Au palais présidentiel, les consultations s’accélèrent sous la houlette de Ferdinand Ngoh Ngoh, secrétaire général de la présidence. Officiellement mandaté par Paul Biya, il a invité ses interlocuteurs à rester « sereins, mobilisés et déterminés », tout en rappelant qu’« une élection n’est jamais gagnée d’avance ». La consigne vise avant tout le Nord du pays, bastion traditionnel du RDPC, mais désormais fragilisé par le départ de deux anciens ministres influents, tous deux issus de cette région stratégique. Selon un haut fonctionnaire, ces concertations visent à contenir l’effet domino de ces défections dans une zone historiquement acquise au président sortant.
L’éclatement progressif de la majorité présidentielle intervient dans un contexte où Paul Biya, au pouvoir depuis 1982, n’a toujours pas officialisé sa candidature. Ce flou alimente les spéculations et donne du grain à moudre à ses adversaires. En face, l’opposition, longtemps divisée, semble percevoir une brèche à exploiter. L’arrivée dans son camp de deux figures issues du système Biya pourrait rebattre les cartes, mais aussi forcer une redéfinition des rapports de force internes. L’élément nouveau réside dans cette dynamique de recomposition, avec des acteurs jusqu’ici éparpillés qui, sous la pression de l’urgence, commencent à dialoguer.
Depuis l’annonce de sa candidature, Bello Bouba Maïgari ne désemplit pas. Sa résidence s’est transformée en centre de gravité provisoire pour les figures de l’opposition. Joshua Osih (SDF), Mamadou Mota (MRC) et d’autres responsables politiques sont déjà venus à sa rencontre. Si le contenu des discussions reste confidentiel, plusieurs sources laissent entendre qu’une coalition est à l’étude. L’idée d’une candidature unique, portée par un consensus, gagne du terrain dans un paysage politique pourtant habitué à la dispersion. Reste à savoir si les ambitions personnelles pourront s’effacer au profit d’une stratégie commune.
L’enjeu d’une union de l’opposition ne se résume pas à une addition d’électeurs : il s’agit de construire une offre politique crédible face à un système solidement implanté depuis quatre décennies. Les divergences idéologiques, les querelles de leadership et l’absence de tradition unitaire compliquent la tâche. Pourtant, le contexte — avec un Biya affaibli, un RDPC ébranlé, et un électorat potentiellement plus réceptif — pourrait favoriser une rupture avec le passé. La dynamique en cours reste fragile, mais inédite.

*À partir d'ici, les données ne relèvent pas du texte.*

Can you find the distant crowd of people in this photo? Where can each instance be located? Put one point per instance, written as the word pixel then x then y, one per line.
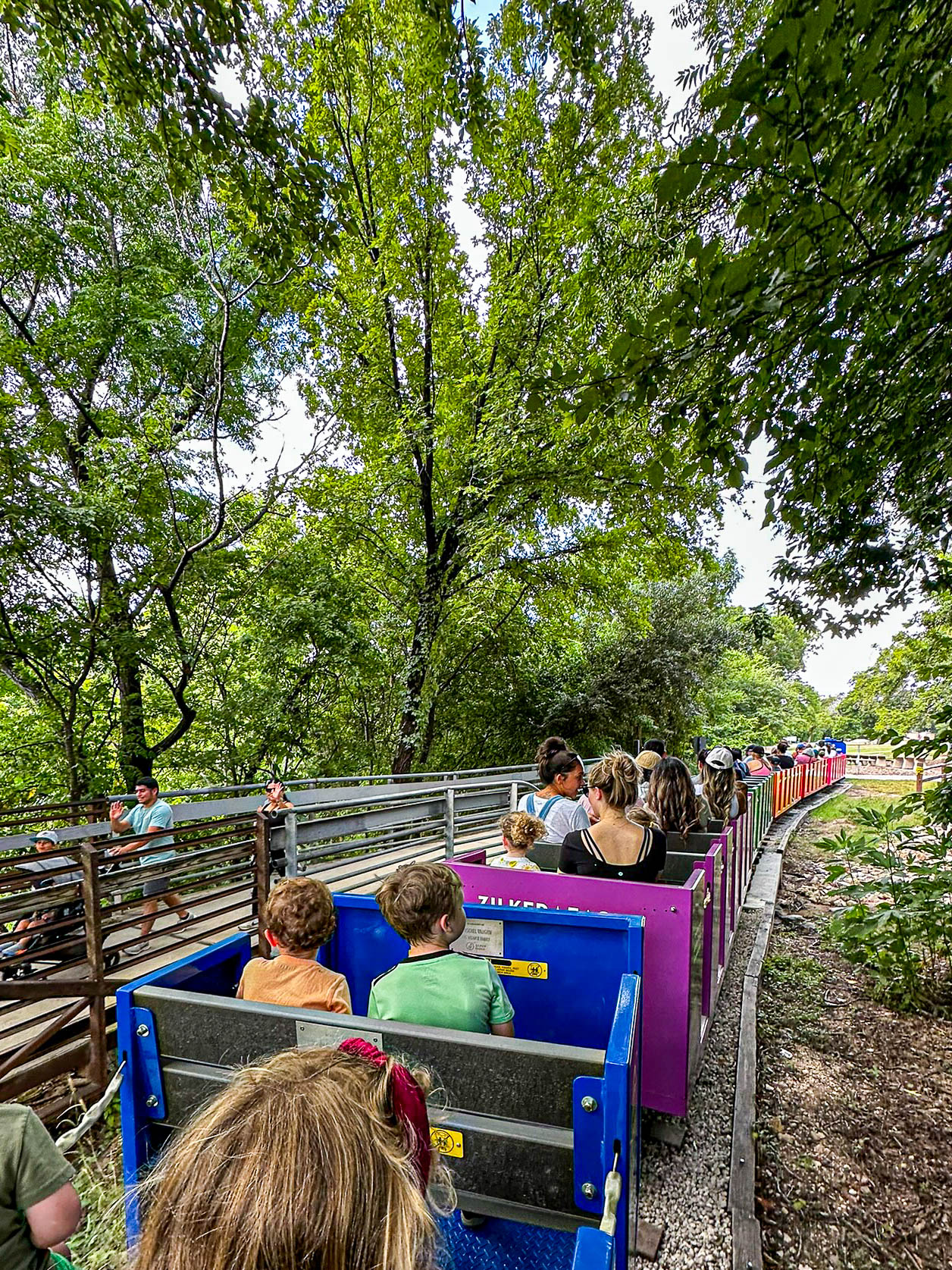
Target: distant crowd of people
pixel 349 1124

Le Cameroun entre dans une séquence politique incertaine. Le RDPC n’est plus un bloc monolithique, l’opposition n’est plus totalement désorganisée. Les défections récentes et les velléités de regroupement annoncent une campagne plus disputée qu’à l’accoutumée. Mais tout dépendra de la capacité des opposants à dépasser les calculs individuels pour bâtir une stratégie collective. Si une telle alliance devait voir le jour, elle pourrait forcer le pouvoir à sortir de sa posture de domination routinière. Dans le cas contraire, le système en place pourrait, une fois de plus, capitaliser sur la division de ses adversaires.